Intensivtherapie bei COVID-19: Jeder dritte Patient bekommt unter ECMO zerebrale Blutungen
- Dr. Nicola Siegmund-Schultze
- Studien – kurz & knapp
Kernbotschaften
Zerebrale Blutungen sind bei Patienten, deren Lungenfunktion wegen eines schweren Verlaufs von COVID-19 durch extrakorporale Membranoxygenierung (ECMO) unterstützt wird, mehr als doppelt so häufig wie bei Patienten unter ECMO wegen anderer Ursachen eines akuten respiratorischen Distress-Syndroms (ARDS).

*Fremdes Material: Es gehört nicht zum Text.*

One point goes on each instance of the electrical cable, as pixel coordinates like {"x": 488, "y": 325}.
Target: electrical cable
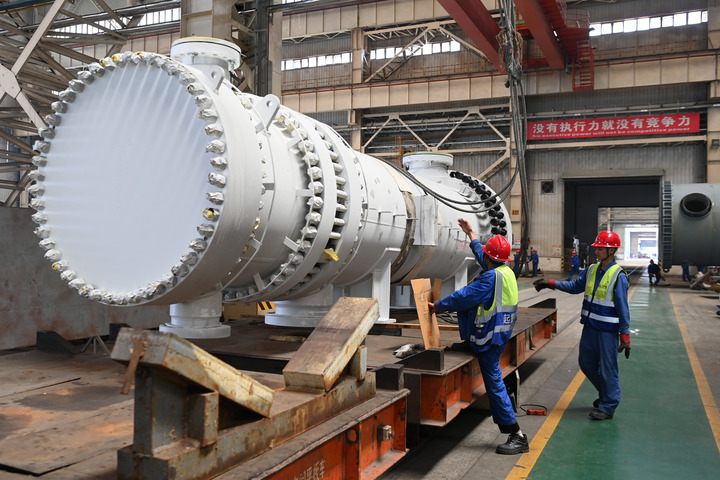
{"x": 539, "y": 410}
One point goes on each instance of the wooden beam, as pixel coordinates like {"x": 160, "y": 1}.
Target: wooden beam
{"x": 195, "y": 364}
{"x": 322, "y": 358}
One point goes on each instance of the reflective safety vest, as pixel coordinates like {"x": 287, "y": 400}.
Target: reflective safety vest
{"x": 494, "y": 326}
{"x": 599, "y": 306}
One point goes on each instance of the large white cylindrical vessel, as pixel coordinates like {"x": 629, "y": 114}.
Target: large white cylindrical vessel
{"x": 159, "y": 182}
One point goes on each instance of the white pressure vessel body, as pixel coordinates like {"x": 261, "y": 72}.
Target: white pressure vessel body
{"x": 159, "y": 182}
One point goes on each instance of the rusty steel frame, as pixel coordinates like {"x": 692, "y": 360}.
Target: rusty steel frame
{"x": 196, "y": 416}
{"x": 361, "y": 443}
{"x": 439, "y": 393}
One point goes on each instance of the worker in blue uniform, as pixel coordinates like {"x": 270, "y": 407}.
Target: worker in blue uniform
{"x": 605, "y": 317}
{"x": 575, "y": 266}
{"x": 686, "y": 272}
{"x": 654, "y": 272}
{"x": 487, "y": 311}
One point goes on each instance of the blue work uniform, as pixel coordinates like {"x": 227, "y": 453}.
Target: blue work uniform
{"x": 654, "y": 271}
{"x": 575, "y": 267}
{"x": 488, "y": 329}
{"x": 600, "y": 336}
{"x": 686, "y": 272}
{"x": 535, "y": 259}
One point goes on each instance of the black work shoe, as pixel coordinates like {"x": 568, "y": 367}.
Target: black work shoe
{"x": 596, "y": 414}
{"x": 516, "y": 444}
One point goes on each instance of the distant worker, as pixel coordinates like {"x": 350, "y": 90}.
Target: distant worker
{"x": 535, "y": 259}
{"x": 605, "y": 317}
{"x": 575, "y": 266}
{"x": 576, "y": 242}
{"x": 686, "y": 272}
{"x": 654, "y": 272}
{"x": 487, "y": 311}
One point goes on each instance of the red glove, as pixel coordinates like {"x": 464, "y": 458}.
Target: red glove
{"x": 625, "y": 345}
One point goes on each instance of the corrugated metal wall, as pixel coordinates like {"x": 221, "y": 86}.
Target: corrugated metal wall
{"x": 640, "y": 8}
{"x": 680, "y": 164}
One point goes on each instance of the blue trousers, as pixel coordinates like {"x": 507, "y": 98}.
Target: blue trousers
{"x": 598, "y": 361}
{"x": 500, "y": 405}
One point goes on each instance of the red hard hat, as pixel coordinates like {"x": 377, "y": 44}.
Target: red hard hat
{"x": 498, "y": 248}
{"x": 607, "y": 239}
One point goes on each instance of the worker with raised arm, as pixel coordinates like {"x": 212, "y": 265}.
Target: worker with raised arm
{"x": 606, "y": 319}
{"x": 487, "y": 311}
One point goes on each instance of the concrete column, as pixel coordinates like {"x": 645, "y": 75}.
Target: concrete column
{"x": 713, "y": 132}
{"x": 713, "y": 149}
{"x": 206, "y": 18}
{"x": 359, "y": 67}
{"x": 514, "y": 205}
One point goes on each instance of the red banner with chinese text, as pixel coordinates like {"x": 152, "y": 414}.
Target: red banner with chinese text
{"x": 671, "y": 123}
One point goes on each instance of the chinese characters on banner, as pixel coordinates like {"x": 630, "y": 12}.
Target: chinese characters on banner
{"x": 664, "y": 124}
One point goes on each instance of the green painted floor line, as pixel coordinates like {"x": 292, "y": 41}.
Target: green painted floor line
{"x": 660, "y": 430}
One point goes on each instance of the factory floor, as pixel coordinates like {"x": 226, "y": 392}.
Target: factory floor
{"x": 65, "y": 420}
{"x": 667, "y": 425}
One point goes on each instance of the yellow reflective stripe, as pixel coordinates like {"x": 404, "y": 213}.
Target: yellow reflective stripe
{"x": 603, "y": 318}
{"x": 505, "y": 299}
{"x": 606, "y": 282}
{"x": 604, "y": 303}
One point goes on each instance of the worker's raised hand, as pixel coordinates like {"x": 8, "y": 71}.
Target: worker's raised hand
{"x": 466, "y": 227}
{"x": 624, "y": 345}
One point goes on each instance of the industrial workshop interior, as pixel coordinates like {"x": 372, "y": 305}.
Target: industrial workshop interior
{"x": 520, "y": 278}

COVID-19-Patienten haben damit ein deutlich höheres Risiko für diese schwer zu behandelnde Komplikation als andere Patienten.
Hintergrund
Die ECMO ist eine venovenöse (vv) mechanische Lungenunterstützungstherapie mit einem Oxygenator bei Patienten mit schwerer Hypoxie und sie ist potenziell lebensrettend. Intrakranielle Hämorrhagien (ICRH) und dabei vor allem die intraparenchymatösen Hirnblutungen sind auf der anderen Seite bekannt als lebensbedrohliche Komplikationen einer ECMO-Behandlung. Deren Anwendung bedarf der Gabe von Gerinnungshemmern. In einer Beobachtungsstudie eines großen universitären Zentrums in Deutschland (Hamburg-Eppendorf) ist die Häufigkeit von ICRH unter ECMO bei ARDS-Patienten aus der Ära vor der SARS-CoV-2-Pandemie mit der ICRH-Häufigkeit von COVID-19-Patienten unter ECMO verglichen worden (1).
Design
- Studienform: Langzeit-Beobachtungsstudie an einem einzelnen klinischen Zentrum (Universitätsklinikum Hamburg-Eppendorf; UKE)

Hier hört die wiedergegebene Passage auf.